Wien (OTS) Nach dem Runden Tisch zur Zukunft des ORF zieht NEOS Klubobmann Matthias Strolz eine vorsichtig positive Bilanz: „Wir haben außer Streit gestellt, dass in einer liberalen Demokratie öffentliche Mittel für einen öffentlich-rechtlichen Mehrwert zur Verfügung gestellt werden sollen. Und wir haben uns darauf geeinigt, dass wir voraussichtlich im Februar ein nächstes Gespräch mit Expert_innen abhalten werden. Als Vertiefungsthema habe ich die Führungsstrukturen des ORF nominiert.“ Der NEOS Einladung zum Runden Tisch folgten ORF Generaldirektor Alexander Wrabetz, der designierte kaufmännische Direktor Andreas Nadler, sowie SPÖ-Mediensprecher Josef Cap, Mediensprecher der Grünen Dieter Brosz und Team Stronach Klubobmann Robert Lugar. „Wir sahen einen ersten guten Austausch, wie der ORF in zehn, 15 Jahren aussehen kann. Einig waren wir darin, dass er nicht mehr so aussehen wird wie heute“, betont Strolz.
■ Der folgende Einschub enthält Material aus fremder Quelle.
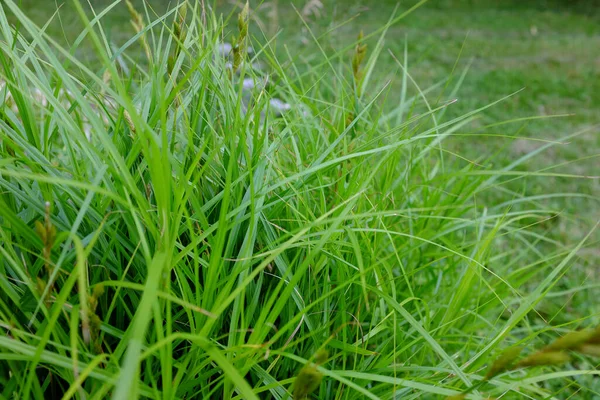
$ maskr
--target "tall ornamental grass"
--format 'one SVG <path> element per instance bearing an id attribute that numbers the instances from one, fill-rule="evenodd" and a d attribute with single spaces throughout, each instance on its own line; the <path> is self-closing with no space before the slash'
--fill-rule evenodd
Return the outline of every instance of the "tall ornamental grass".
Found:
<path id="1" fill-rule="evenodd" d="M 103 21 L 126 6 L 135 34 L 115 46 Z M 377 78 L 412 9 L 333 52 L 307 25 L 307 64 L 248 6 L 68 7 L 85 28 L 63 47 L 0 4 L 0 398 L 593 391 L 596 331 L 535 350 L 598 322 L 536 309 L 593 231 L 546 237 L 544 199 L 576 194 L 510 186 L 590 177 L 522 168 L 557 141 L 507 166 L 447 147 L 523 121 L 473 131 L 505 99 L 447 117 L 464 74 L 420 88 L 406 53 L 400 92 Z"/>

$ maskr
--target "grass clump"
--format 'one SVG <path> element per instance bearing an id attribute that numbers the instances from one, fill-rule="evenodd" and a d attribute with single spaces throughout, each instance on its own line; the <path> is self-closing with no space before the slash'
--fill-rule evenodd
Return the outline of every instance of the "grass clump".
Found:
<path id="1" fill-rule="evenodd" d="M 432 102 L 371 79 L 407 12 L 301 68 L 261 37 L 249 55 L 246 6 L 232 68 L 203 2 L 128 5 L 136 33 L 116 49 L 102 18 L 119 2 L 91 19 L 75 2 L 72 48 L 0 8 L 1 396 L 440 398 L 486 380 L 502 343 L 554 328 L 536 306 L 592 232 L 567 247 L 526 229 L 556 210 L 503 184 L 582 177 L 519 171 L 533 153 L 465 160 L 445 140 L 495 103 L 446 119 L 449 84 Z M 101 68 L 73 55 L 82 43 Z M 495 373 L 485 395 L 555 394 L 530 371 Z"/>

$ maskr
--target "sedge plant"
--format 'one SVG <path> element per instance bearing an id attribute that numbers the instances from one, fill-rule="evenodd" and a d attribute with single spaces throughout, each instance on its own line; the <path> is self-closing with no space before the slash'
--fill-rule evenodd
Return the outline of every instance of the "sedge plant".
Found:
<path id="1" fill-rule="evenodd" d="M 114 47 L 103 21 L 126 6 L 134 32 Z M 421 89 L 406 53 L 400 93 L 377 79 L 387 30 L 414 9 L 333 51 L 307 25 L 307 65 L 253 30 L 249 5 L 238 18 L 204 1 L 72 7 L 84 29 L 64 47 L 0 4 L 0 398 L 594 390 L 574 380 L 597 373 L 589 347 L 578 369 L 486 376 L 502 348 L 597 323 L 554 328 L 537 311 L 593 230 L 546 238 L 536 227 L 556 210 L 509 186 L 590 177 L 520 168 L 543 149 L 500 167 L 449 150 L 506 99 L 447 117 L 464 76 Z M 268 84 L 248 93 L 245 79 Z M 291 108 L 274 112 L 273 96 Z"/>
„Dass nicht alle Parlamentsparteien zu dem Treffen gekommen sind und damit FPÖ und ÖVP das Gespräch verweigert haben, hat mich überrascht. Ich werde in den bilateralen Austausch mit diesen beiden Parteien gehen. Denn eines ist klar: Die Zukunft des ORF ist und bleibt ein zentrales Politikfeld“, so Strolz. Heute haben erste parteiübergreifende Gespräche begonnen. „Wir haben ein detailliertes Konzept ausgearbeitet. Ich fordere alle anderen Parlamentskräfte auf, ebenfalls ein Konzept auf den Tisch zu legen. Dann können wir über die besten Ideen und Reformkonzepte diskutieren“, so Strolz abschließend.